Certificate authorising fisherman William Robinson to wear a War Service Badge
War Service Badge certificate

However, some men were exempted from the draft. Clergymen, teachers and some classes of industrial worker were not required to join. These roles were described as ‘Scheduled (or reserved) Occupations’ and included coal miners, doctors, and those working in the iron and steel industries which produced vital ammunition and equipment for the war.  

Men who felt they should be exempt from the draft due to poor health, potential damage to their business, family hardship or a conscientious objection had to apply to a tribunal, which would decide whether or not they should be conscripted.

In the East Riding many farming families, who were struggling with lack of labour, went to tribunal to try to get their sons exempted from service, though not always successfully.

Scheduled Occupation Certificate for G W Whitlam
Scheduled Occupation Certificate for G W Whitlam

North Lincolnshire farm workers Sydney and Arthur Markham were conscripted when the owner of their family’s rented farm refused to sign a document to say their labour was required. Watch the short film to hear their story:


The tribunals also heard cases of conscientious objection. In Hull 541 tribunals were held over two years, dealing with 17,478 individual cases. The tribunals granted 14 absolute exemptions, 2,798 conditional exemptions and 1,687 temporary exemptions.
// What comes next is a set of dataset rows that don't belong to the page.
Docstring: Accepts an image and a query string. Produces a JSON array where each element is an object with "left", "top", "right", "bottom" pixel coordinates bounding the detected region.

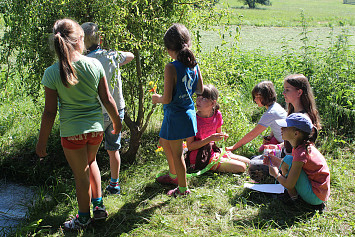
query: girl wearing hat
[{"left": 264, "top": 113, "right": 330, "bottom": 208}]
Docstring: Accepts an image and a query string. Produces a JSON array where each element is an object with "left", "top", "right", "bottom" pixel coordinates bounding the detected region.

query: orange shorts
[{"left": 61, "top": 132, "right": 103, "bottom": 150}]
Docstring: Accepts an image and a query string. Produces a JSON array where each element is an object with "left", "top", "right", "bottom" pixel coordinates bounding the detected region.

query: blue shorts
[
  {"left": 103, "top": 109, "right": 124, "bottom": 151},
  {"left": 282, "top": 155, "right": 323, "bottom": 205}
]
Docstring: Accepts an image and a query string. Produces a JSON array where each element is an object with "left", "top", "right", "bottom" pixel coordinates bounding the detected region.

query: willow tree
[{"left": 1, "top": 0, "right": 227, "bottom": 163}]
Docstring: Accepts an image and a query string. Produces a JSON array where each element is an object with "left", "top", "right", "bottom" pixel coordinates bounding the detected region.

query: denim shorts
[
  {"left": 282, "top": 155, "right": 323, "bottom": 205},
  {"left": 103, "top": 109, "right": 124, "bottom": 151}
]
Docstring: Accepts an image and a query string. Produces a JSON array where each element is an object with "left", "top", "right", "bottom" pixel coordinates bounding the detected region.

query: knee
[{"left": 241, "top": 163, "right": 247, "bottom": 172}]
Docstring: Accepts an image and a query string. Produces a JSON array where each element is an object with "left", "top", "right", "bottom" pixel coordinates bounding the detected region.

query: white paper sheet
[{"left": 244, "top": 183, "right": 285, "bottom": 194}]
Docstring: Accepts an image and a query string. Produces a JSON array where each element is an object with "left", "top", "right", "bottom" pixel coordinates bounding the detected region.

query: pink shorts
[{"left": 61, "top": 132, "right": 103, "bottom": 150}]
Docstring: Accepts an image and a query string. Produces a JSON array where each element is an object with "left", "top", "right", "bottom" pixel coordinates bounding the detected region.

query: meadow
[
  {"left": 0, "top": 0, "right": 355, "bottom": 236},
  {"left": 219, "top": 0, "right": 355, "bottom": 27}
]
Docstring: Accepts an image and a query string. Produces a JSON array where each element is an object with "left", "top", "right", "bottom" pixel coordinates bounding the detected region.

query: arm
[
  {"left": 269, "top": 161, "right": 304, "bottom": 190},
  {"left": 226, "top": 124, "right": 267, "bottom": 151},
  {"left": 195, "top": 67, "right": 203, "bottom": 95},
  {"left": 186, "top": 126, "right": 228, "bottom": 151},
  {"left": 263, "top": 154, "right": 283, "bottom": 168},
  {"left": 98, "top": 76, "right": 122, "bottom": 134},
  {"left": 36, "top": 87, "right": 58, "bottom": 157},
  {"left": 152, "top": 63, "right": 176, "bottom": 104},
  {"left": 119, "top": 52, "right": 134, "bottom": 67}
]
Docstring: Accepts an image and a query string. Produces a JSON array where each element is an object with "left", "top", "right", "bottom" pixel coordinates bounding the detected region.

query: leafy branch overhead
[{"left": 0, "top": 0, "right": 228, "bottom": 162}]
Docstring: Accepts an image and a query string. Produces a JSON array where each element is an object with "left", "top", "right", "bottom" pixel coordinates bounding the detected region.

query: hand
[
  {"left": 263, "top": 153, "right": 282, "bottom": 168},
  {"left": 36, "top": 142, "right": 48, "bottom": 158},
  {"left": 268, "top": 165, "right": 279, "bottom": 178},
  {"left": 225, "top": 146, "right": 234, "bottom": 152},
  {"left": 263, "top": 155, "right": 271, "bottom": 166},
  {"left": 210, "top": 132, "right": 228, "bottom": 142},
  {"left": 112, "top": 120, "right": 123, "bottom": 135},
  {"left": 151, "top": 93, "right": 161, "bottom": 104}
]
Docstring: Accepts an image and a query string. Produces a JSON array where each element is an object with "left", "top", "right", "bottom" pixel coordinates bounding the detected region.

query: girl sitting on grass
[
  {"left": 185, "top": 84, "right": 250, "bottom": 173},
  {"left": 282, "top": 74, "right": 321, "bottom": 154},
  {"left": 264, "top": 113, "right": 330, "bottom": 208},
  {"left": 226, "top": 81, "right": 287, "bottom": 153}
]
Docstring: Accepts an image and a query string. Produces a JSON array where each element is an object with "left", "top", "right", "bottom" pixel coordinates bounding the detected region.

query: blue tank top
[{"left": 159, "top": 60, "right": 200, "bottom": 140}]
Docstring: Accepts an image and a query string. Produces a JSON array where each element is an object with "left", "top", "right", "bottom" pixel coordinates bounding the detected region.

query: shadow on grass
[
  {"left": 88, "top": 183, "right": 171, "bottom": 236},
  {"left": 231, "top": 189, "right": 321, "bottom": 229}
]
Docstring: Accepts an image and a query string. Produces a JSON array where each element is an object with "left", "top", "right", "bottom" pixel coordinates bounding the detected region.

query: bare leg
[
  {"left": 87, "top": 144, "right": 102, "bottom": 199},
  {"left": 107, "top": 150, "right": 120, "bottom": 179},
  {"left": 287, "top": 187, "right": 298, "bottom": 198},
  {"left": 216, "top": 157, "right": 247, "bottom": 173},
  {"left": 228, "top": 153, "right": 250, "bottom": 164},
  {"left": 159, "top": 138, "right": 176, "bottom": 175},
  {"left": 280, "top": 162, "right": 298, "bottom": 198},
  {"left": 168, "top": 139, "right": 187, "bottom": 187},
  {"left": 63, "top": 146, "right": 91, "bottom": 213}
]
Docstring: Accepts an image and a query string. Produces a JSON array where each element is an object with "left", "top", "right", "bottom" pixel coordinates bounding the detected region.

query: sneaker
[
  {"left": 312, "top": 202, "right": 326, "bottom": 214},
  {"left": 63, "top": 214, "right": 91, "bottom": 231},
  {"left": 277, "top": 192, "right": 298, "bottom": 206},
  {"left": 106, "top": 185, "right": 121, "bottom": 194},
  {"left": 93, "top": 205, "right": 108, "bottom": 220},
  {"left": 156, "top": 174, "right": 178, "bottom": 185},
  {"left": 167, "top": 187, "right": 191, "bottom": 197}
]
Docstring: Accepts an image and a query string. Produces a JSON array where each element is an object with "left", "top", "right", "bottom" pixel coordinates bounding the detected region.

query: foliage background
[{"left": 0, "top": 0, "right": 354, "bottom": 236}]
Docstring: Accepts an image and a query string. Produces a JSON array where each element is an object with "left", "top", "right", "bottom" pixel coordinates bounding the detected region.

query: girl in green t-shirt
[{"left": 36, "top": 18, "right": 121, "bottom": 230}]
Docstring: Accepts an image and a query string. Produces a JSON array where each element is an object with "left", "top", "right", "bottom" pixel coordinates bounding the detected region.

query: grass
[
  {"left": 5, "top": 123, "right": 354, "bottom": 236},
  {"left": 196, "top": 0, "right": 355, "bottom": 55},
  {"left": 1, "top": 1, "right": 355, "bottom": 236},
  {"left": 219, "top": 0, "right": 355, "bottom": 27},
  {"left": 199, "top": 25, "right": 355, "bottom": 54}
]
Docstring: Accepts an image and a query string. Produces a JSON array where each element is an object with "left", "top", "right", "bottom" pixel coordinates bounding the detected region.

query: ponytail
[
  {"left": 177, "top": 47, "right": 197, "bottom": 68},
  {"left": 298, "top": 127, "right": 318, "bottom": 154},
  {"left": 52, "top": 19, "right": 83, "bottom": 87},
  {"left": 54, "top": 33, "right": 78, "bottom": 87},
  {"left": 164, "top": 23, "right": 197, "bottom": 68}
]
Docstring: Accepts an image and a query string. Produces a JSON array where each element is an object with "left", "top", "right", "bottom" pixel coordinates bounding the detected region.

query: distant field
[
  {"left": 198, "top": 26, "right": 355, "bottom": 54},
  {"left": 218, "top": 0, "right": 355, "bottom": 26}
]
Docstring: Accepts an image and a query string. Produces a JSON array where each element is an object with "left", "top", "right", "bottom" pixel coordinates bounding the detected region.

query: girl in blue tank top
[{"left": 152, "top": 23, "right": 203, "bottom": 197}]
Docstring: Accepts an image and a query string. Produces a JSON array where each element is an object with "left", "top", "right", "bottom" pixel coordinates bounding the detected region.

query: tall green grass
[
  {"left": 219, "top": 0, "right": 355, "bottom": 27},
  {"left": 1, "top": 5, "right": 354, "bottom": 237}
]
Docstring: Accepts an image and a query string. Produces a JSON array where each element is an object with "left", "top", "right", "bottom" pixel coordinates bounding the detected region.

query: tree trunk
[
  {"left": 121, "top": 48, "right": 157, "bottom": 164},
  {"left": 247, "top": 0, "right": 255, "bottom": 8},
  {"left": 121, "top": 114, "right": 142, "bottom": 164}
]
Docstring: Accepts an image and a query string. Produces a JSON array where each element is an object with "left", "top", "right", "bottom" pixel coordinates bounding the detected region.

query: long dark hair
[
  {"left": 284, "top": 74, "right": 321, "bottom": 130},
  {"left": 53, "top": 19, "right": 83, "bottom": 87},
  {"left": 164, "top": 23, "right": 197, "bottom": 68}
]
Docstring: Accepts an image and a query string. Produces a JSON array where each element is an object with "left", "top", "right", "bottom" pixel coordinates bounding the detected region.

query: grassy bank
[
  {"left": 1, "top": 1, "right": 354, "bottom": 236},
  {"left": 2, "top": 41, "right": 354, "bottom": 236},
  {"left": 199, "top": 26, "right": 355, "bottom": 54},
  {"left": 219, "top": 0, "right": 355, "bottom": 27}
]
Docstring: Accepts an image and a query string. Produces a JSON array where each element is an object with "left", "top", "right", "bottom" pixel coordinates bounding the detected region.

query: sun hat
[{"left": 275, "top": 113, "right": 313, "bottom": 133}]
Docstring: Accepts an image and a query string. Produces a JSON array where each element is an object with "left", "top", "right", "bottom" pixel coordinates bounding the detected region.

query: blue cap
[{"left": 275, "top": 113, "right": 313, "bottom": 133}]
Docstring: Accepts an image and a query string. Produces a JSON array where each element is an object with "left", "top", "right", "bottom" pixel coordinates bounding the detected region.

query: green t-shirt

Badge confirming the wearer was on war service, 1915
War Service badge 1915

Those who were exempted from military service were issued with papers and badges to prove they were undertaking war work. This was important due to the social pressure to be seen to do your duty – men remaining at home while their neighbours’ sons and husbands were at the Front needed to be able to demonstrate they were working in the national interest.

See the teachers' notes page for curriculum links and discussion and activity ideas.



Conscientious objection  - refusal to fight because of personal or religious beliefs that war and killing is wrong.

Conscription - when the government introduces a law making it compulsory for certain groups of people to serve in the armed forces.

Enlistment - signing up to join the armed forces.

Tribunal - a court of justice set up to settle a dispute.